Upstarts are getting in on the action too. AMO, a Los Angeles-based label launching this season, started by industry vets Kelly Urban and Misty Zollars, will offer five old-school styles with updated touches like a pitched-forward side seam that slims and lengthens the leg. “We wanted to create something that didn’t exist – something that looked vintage and cool, but fit a woman’s body,” says Zollars. “We picked the fabric because it literally looks like the Levi’s 501s we’re obsessed with. It’s an open weave with beautiful twill and a shade of pure indigo.”
In Singapore, Dzojchen has made its straight-legged Classic Blue Jean a staple since its 2012 debut. This Fall/Winter, it’ll launch a style similar to Levi’s 501s in washes like black, grey and vintage indigo.

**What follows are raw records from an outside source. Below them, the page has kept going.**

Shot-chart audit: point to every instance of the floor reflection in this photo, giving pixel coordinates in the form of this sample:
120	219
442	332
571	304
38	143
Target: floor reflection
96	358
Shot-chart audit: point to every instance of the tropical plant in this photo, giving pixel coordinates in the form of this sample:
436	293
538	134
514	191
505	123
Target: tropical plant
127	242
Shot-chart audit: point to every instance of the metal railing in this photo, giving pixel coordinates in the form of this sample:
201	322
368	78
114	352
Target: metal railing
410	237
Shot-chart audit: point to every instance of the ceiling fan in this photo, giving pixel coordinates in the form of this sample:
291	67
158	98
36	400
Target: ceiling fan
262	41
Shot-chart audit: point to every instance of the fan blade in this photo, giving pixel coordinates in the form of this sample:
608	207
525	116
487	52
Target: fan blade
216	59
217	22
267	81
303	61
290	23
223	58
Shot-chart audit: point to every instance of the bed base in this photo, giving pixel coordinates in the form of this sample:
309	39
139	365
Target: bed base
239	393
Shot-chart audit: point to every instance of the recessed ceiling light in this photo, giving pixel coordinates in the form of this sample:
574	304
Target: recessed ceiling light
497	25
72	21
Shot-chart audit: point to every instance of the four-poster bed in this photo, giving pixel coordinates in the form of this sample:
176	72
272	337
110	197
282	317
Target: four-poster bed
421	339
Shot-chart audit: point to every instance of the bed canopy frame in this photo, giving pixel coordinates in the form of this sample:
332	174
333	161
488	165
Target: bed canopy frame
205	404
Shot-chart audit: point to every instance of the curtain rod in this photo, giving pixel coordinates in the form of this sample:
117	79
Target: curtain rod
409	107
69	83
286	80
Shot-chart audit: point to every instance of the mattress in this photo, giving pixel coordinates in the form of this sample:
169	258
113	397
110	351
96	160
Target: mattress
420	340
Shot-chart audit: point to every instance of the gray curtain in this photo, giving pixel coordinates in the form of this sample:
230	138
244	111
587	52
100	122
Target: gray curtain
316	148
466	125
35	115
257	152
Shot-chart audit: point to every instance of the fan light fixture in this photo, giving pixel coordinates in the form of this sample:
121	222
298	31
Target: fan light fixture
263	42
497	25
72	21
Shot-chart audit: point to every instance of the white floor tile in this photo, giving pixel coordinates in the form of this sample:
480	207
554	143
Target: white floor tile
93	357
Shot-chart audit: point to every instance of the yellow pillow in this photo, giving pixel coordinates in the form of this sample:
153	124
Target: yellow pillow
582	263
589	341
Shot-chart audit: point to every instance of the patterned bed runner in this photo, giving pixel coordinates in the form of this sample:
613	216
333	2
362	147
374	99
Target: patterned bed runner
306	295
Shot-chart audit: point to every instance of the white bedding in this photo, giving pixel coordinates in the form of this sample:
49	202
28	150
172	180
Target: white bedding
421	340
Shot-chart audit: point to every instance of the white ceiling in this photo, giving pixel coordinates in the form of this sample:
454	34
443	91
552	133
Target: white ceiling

Meanwhile, Re/Dun, another Los Angeleno brand started by Sean Barron (who co-founded casual wear label Joie) and Jamie Mazur (who founded denim flash sale company Underground Denim), also strikes a balance between vintage and new. Both source old jeans from private dealers – anything with paint splatters and distinctive nicks or fades ranks highly – then resew the fabric into one of three contemporary (read: not quite so retro and high-waisted) silhouettes: “relaxed skinny”, “relaxed straight” and “repaired,” which “look like someone’s grandmother mended them at home with another piece of denim, thread and a needle,” says Barron.
For all that work, the jeans are still priced about the same as your skinny, spandexboosted Acnes and J Brands – between US$200 (S$264) and US$300 (S$396), but 100 per cent cotton jeans like Re/Dun’s or great vintage scores may be a better buy. Stretch denim will eventually sag, and any tears will curl up, not artfully shred and fray. And with a high waist and looser leg, you don’t necessarily require that body-hugging, stickto-your-hips stretch factor.
“The skinny was designed to de-accentuate the butt, to make it look smaller and narrower,” says Jean Stories’ Kane. “I think women now are not afraid to accentuate their behinds, and real denim is going to do that. It’s a really nice change.”